O julgamento do ex-presidente Jair Bolsonaro e de outros sete acusados de envolvimento em uma tentativa de golpe foi interrompido nesta quarta-feira (3) pela Primeira Turma do STF. A análise do caso será retomada na próxima terça-feira (9), quando devem começar os votos dos ministros.
Foram reservadas oito sessões para o processo, com datas definidas para os dias 2, 3, 9, 10 e 12 de setembro. A decisão final, que pode resultar em penas superiores a 30 anos de prisão, deve ocorrer nas próximas etapas.
Na sessão desta quarta-feira, os advogados de quatro réus apresentaram seus argumentos. A defesa de Augusto Heleno afirmou que o general não manteve conversas sobre golpe com Bolsonaro e buscou se distanciar do caso. Já os representantes do ex-presidente alegaram que “não há provas” de sua participação, sustentando que ele teria sido incluído indevidamente na investigação.
O advogado de Paulo Sérgio Nogueira disse que o ex-ministro da Defesa tentou convencer Bolsonaro a não aderir a ideias golpistas. Já a defesa de Walter Braga Netto criticou a utilização da delação do tenente-coronel Mauro Cid, chamando-a de “mentirosa”.
Na terça-feira (2), o relator Alexandre de Moraes apresentou o relatório do processo e o procurador-geral da República, Paulo Gonet, pediu a condenação de todos os réus. Na mesma sessão, se manifestaram as defesas de Mauro Cid, Alexandre Ramagem, Almir Garnier e Anderson Torres.
Além de Bolsonaro, estão na lista Alexandre Ramagem, Almir Garnier, Anderson Torres, Augusto Heleno, Paulo Sérgio Nogueira, Walter Braga Netto e Mauro Cid.

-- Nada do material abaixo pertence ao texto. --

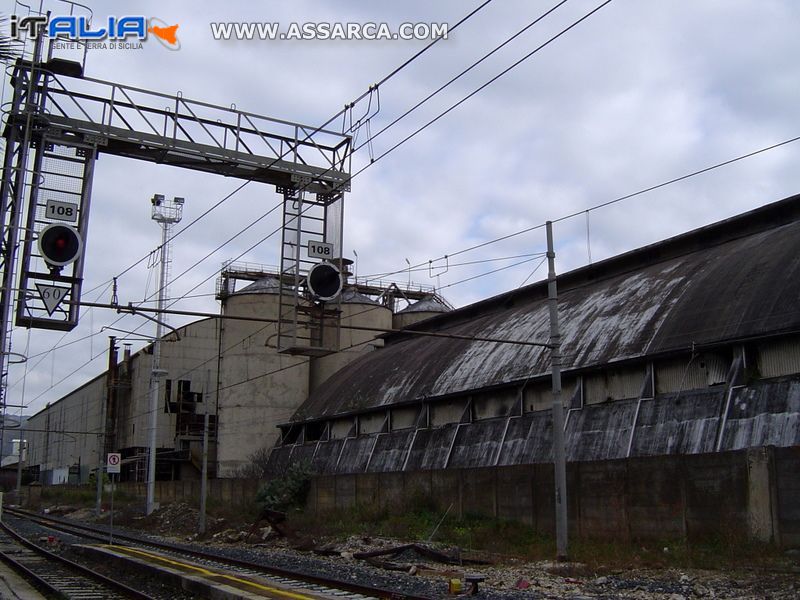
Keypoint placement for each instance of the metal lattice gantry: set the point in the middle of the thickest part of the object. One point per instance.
(59, 121)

Eles respondem a crimes como tentativa de abolição do Estado Democrático de Direito, golpe de Estado e organização criminosa. No caso de Ramagem, hoje deputado federal, parte das acusações foi suspensa devido à imunidade parlamentar.
Na próxima semana, Alexandre de Moraes abrirá a votação analisando pedidos das defesas, como nulidade da delação de Mauro Cid e alegações de cerceamento. Depois, os demais ministros — Flávio Dino, Luiz Fux, Cármen Lúcia e Cristiano Zanin — darão seus votos.

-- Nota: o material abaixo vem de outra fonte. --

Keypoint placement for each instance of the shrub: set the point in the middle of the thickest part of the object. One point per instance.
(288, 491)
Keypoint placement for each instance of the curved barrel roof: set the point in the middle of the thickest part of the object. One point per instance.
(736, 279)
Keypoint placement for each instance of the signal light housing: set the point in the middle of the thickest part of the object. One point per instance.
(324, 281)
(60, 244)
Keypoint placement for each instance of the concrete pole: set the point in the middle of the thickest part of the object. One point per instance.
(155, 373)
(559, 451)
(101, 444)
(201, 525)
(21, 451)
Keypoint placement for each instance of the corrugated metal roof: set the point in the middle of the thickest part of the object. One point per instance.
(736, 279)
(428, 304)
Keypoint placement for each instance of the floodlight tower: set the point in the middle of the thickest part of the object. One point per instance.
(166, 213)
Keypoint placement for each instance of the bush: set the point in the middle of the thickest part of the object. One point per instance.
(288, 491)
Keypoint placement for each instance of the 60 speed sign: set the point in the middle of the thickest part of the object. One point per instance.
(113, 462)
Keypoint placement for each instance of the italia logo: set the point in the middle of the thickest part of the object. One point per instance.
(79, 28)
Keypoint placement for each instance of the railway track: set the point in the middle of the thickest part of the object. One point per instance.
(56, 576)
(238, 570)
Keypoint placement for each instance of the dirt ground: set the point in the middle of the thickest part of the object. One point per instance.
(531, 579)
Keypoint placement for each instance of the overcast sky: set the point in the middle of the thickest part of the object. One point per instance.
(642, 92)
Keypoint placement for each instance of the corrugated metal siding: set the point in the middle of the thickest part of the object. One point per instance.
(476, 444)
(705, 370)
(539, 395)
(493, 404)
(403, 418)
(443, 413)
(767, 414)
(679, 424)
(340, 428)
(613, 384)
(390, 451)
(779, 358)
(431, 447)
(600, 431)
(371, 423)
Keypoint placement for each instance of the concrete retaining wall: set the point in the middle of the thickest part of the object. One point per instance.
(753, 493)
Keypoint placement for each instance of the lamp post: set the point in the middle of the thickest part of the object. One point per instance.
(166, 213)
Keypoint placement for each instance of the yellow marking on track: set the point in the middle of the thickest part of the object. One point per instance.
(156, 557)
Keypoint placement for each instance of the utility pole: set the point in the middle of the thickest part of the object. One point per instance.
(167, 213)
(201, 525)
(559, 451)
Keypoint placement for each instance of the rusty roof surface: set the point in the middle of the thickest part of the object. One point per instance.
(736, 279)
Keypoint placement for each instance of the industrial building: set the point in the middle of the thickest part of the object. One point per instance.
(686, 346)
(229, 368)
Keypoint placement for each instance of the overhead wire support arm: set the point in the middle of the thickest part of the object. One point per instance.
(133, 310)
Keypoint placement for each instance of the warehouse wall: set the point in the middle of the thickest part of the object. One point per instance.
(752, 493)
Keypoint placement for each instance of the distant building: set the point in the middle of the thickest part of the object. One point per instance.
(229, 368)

A condenação ou absolvição será definida por maioria simples, ou seja, ao menos três votos entre os cinco ministros da Turma.
Mesmo em caso de condenação, a prisão não será imediata. Os réus poderão recorrer, e, por serem militares ou autoridades com prerrogativa, não cumpririam pena em presídios comuns.
O julgamento, que se tornou um dos mais aguardados do ano, volta a colocar Bolsonaro e seus ex-ministros no centro da cena política e jurídica do país.